Steven: Great observation, and very true. But… the title of the record came much later and really just kind of fell into my lap. I was wanting to use Form, or some synonym of, in the title somehow, and thinking some of this material really did have form, but then again… some of it is very open and doesn’t – even after Fennesz reworked it. So while sitting on my porch drinking coffee and having a cigarette one morning the phrase Something That Has Form and Something That Does Not came into my head. Voilà! Boring story really, I wish it was something more detailed or dramatic. Sorry folks!
Sylvain: I like the story. I didn’t know you had the idea on your porch with your coffee and cigarette, man. I think the titles are very important in music. Especially in instrumental music. That’s a way to tell a story. Or to let listeners imagine the story. Like we did with a title such as “Your naked ghost comes back at night and flies around my bed” (the first track of our first album), for example. One can immediately know what it’s about and picture a story.
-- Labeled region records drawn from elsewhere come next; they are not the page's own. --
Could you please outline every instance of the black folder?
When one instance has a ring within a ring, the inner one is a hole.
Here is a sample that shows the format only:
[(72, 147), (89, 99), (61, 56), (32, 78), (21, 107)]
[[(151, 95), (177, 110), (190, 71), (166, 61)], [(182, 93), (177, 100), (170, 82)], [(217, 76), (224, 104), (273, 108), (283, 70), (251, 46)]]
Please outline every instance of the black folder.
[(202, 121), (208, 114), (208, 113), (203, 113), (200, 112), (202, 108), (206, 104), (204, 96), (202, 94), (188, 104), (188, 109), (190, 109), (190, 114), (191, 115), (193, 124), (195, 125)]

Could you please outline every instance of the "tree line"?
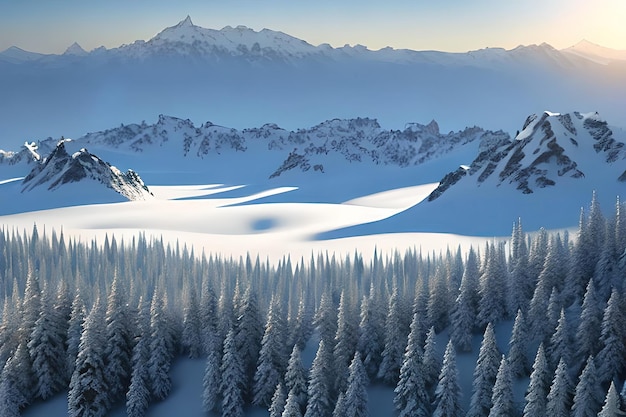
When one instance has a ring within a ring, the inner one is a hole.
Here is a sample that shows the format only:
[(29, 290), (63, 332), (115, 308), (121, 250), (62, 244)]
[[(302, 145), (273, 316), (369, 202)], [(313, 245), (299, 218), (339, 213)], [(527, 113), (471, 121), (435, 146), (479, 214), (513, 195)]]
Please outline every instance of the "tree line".
[[(101, 244), (0, 230), (0, 416), (68, 393), (70, 416), (143, 416), (181, 355), (205, 358), (202, 404), (225, 417), (614, 416), (626, 410), (626, 219), (595, 198), (576, 236), (524, 232), (445, 253), (196, 254), (138, 235)], [(500, 351), (494, 327), (513, 322)], [(448, 340), (445, 354), (437, 335)], [(461, 406), (457, 356), (475, 349)], [(310, 367), (301, 354), (317, 352)], [(528, 378), (523, 403), (516, 379)], [(600, 413), (600, 414), (598, 414)]]

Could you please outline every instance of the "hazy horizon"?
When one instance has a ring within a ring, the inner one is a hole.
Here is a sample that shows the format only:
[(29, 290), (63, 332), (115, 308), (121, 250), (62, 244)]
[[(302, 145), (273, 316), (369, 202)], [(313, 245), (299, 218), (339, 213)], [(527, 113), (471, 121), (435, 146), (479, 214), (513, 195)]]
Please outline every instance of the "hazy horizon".
[[(33, 7), (33, 5), (36, 5)], [(77, 42), (85, 50), (148, 40), (190, 15), (194, 24), (221, 29), (244, 25), (282, 31), (313, 45), (365, 45), (396, 49), (466, 52), (548, 43), (557, 49), (585, 39), (626, 50), (626, 2), (581, 0), (509, 4), (479, 0), (393, 4), (323, 0), (311, 4), (273, 0), (229, 3), (185, 0), (154, 3), (112, 0), (103, 4), (43, 0), (0, 4), (0, 51), (16, 46), (63, 53)]]

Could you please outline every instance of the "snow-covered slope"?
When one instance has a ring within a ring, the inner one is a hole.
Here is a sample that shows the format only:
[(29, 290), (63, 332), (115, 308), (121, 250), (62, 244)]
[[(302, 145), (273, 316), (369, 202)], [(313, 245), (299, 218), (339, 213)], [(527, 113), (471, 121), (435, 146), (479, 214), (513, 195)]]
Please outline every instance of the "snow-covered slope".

NR: Tracks such as The Sound of White recall to me textures composed by Morton Feldman- a bed of sound that nonetheless is constantly changing, focusing the listener in to tiny events. It is large-scale, expansive music, yet the magic is in the detail. Do you agree? and musically, who are your influences?
Sylvain: I didn’t think you could hear some feldmanesque mood on this album, that’s funny. But on the other hand, talking about influences, the music we enjoy as listeners has definitely an influence on what we play – the opposite is also true: the music we play influences ous tastes as listeners. Feldman, yes, one of the most important composers of the 20th Century, to my opinion. Maybe my favourite one, since ten years now. But from our side, On is a lot about improvisation, immediacy, playing without thinking. The body, the heart, they know what you want to hear. Just let them go. I always have the temptation to make theories about everything I do. So it’s good to let go. Just play.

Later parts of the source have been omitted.